I’m struck by how these scammers cast such a wide net. Reaching someone at the National Consumers League means reaching an organization with a lot of expertise on scams and how to recognize them. However, given the thousands (if not millions) of email sent out in these scams, if only 1/100 of 1 percent of those they reach actually respond with a Social Security Number or bank account number, then the scammers have succeeded.
The first appeal asked me to “confirm your flight 782-2128 to San Diego.” I am not planning a trip to San Diego, so right away the light bulb went off – SCAM! Phishing! They want me to open up the email and provide personal information. Instead of following their instructions, I forwarded the email to our fraud expert, James Perry, and he confirmed they were indeed trying to get sensitive information from me.
The second email came with the subject line “Wire Transfer Confirmation,” suggesting that I had transferred funds through Western Union and that additional information was needed. Again, they were looking for me to provide information they could use down the road to scam me.
The third email actually came from the email address of a work acquaintance named Maria. According to the email, Maria said she had been robbed in Spain and was requesting that we send her money via wire transfer (graciously noting that she would “refund immediately upon my return”). Two days later, the real Maria sent an email saying her email account had been hacked and she hadn’t been on vacation in Spain after all! Big surprise. I hardly knew her and she wasn’t a close friend so I knew she would not have written to me for a loan, but I bet some of her close friends were concerned. One or more of them may have even sent money.
The fourth email included attached “invoices.” I received the first one and a “reminder” two days later claiming that monies that were supposedly owed. Our trusty fraud expert, James Perry, says these are very common and that many companies will pay so-called invoices that come in without checking whether the money is owed. One common such invoice scam is for Yellow Pages. James advised me not to open the email since that would just give the scammers more information. It’s too bad, since I was interested in finding out what they were allegedly “invoicing” us for.

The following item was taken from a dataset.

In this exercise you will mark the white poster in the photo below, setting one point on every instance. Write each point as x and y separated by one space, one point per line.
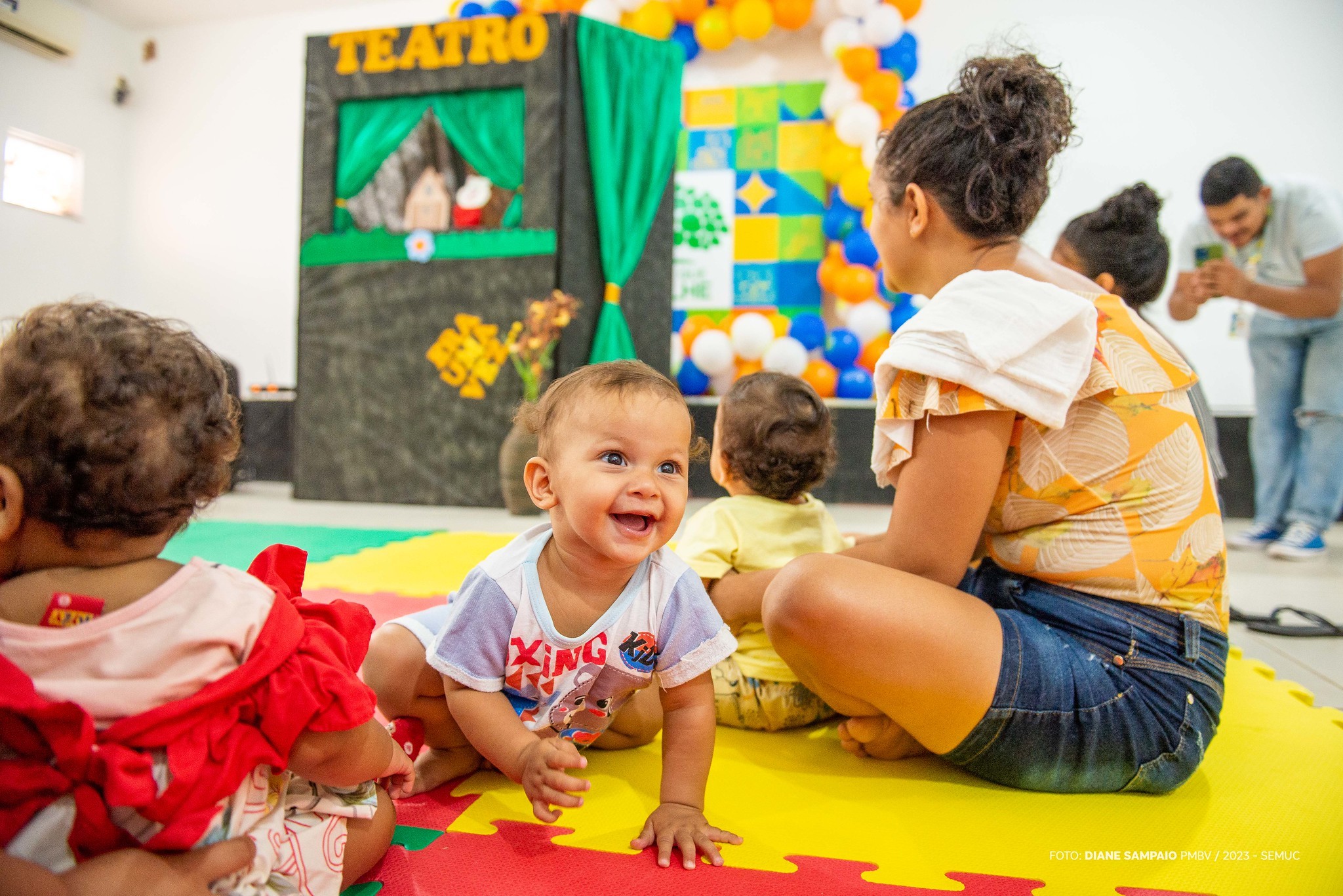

NCL works very closely with law enforcement to try and prevent these scams but we also do a great deal of outreach through our Fraud Center to warn consumers not to fall for these swindles. This past few weeks confirmed for me that these scams are extremely difficult to prevent. If they can contact the head of the NCL so shamelessly, they will go after anyone. Please, consumers, be aware and don’t be fooled. Below are some “red flags” that helped me recognize these four emails as scams and advice on how to handle them:
- If you’re contacted about an invoice, plane ticket or lottery or other event you didn’t seek out – don’t open the email. Delete it immediately.
- If a friend contacts you and says they’ve been robbed and need money – call the friend on your own at a phone number you have on file (NOT the number listed in the email) to verify the story and remain skeptical of any claims of robbery or jail and a request for money to be wired.
- If you open emails such as these, don’t click on any links or attachments since they may contain malware. At the very least, by opening the emails, you’ll let the scammers know that they have a “live one.” It’s better to simply delete these emails immediately.
- If you do get scammed by one of these crooks, don’t be ashamed. It happens to all sorts of people from every walk of life. Report the fraud to NCL’s Fraud Center, the Federal Trade Commission, or your state attorney general’s office.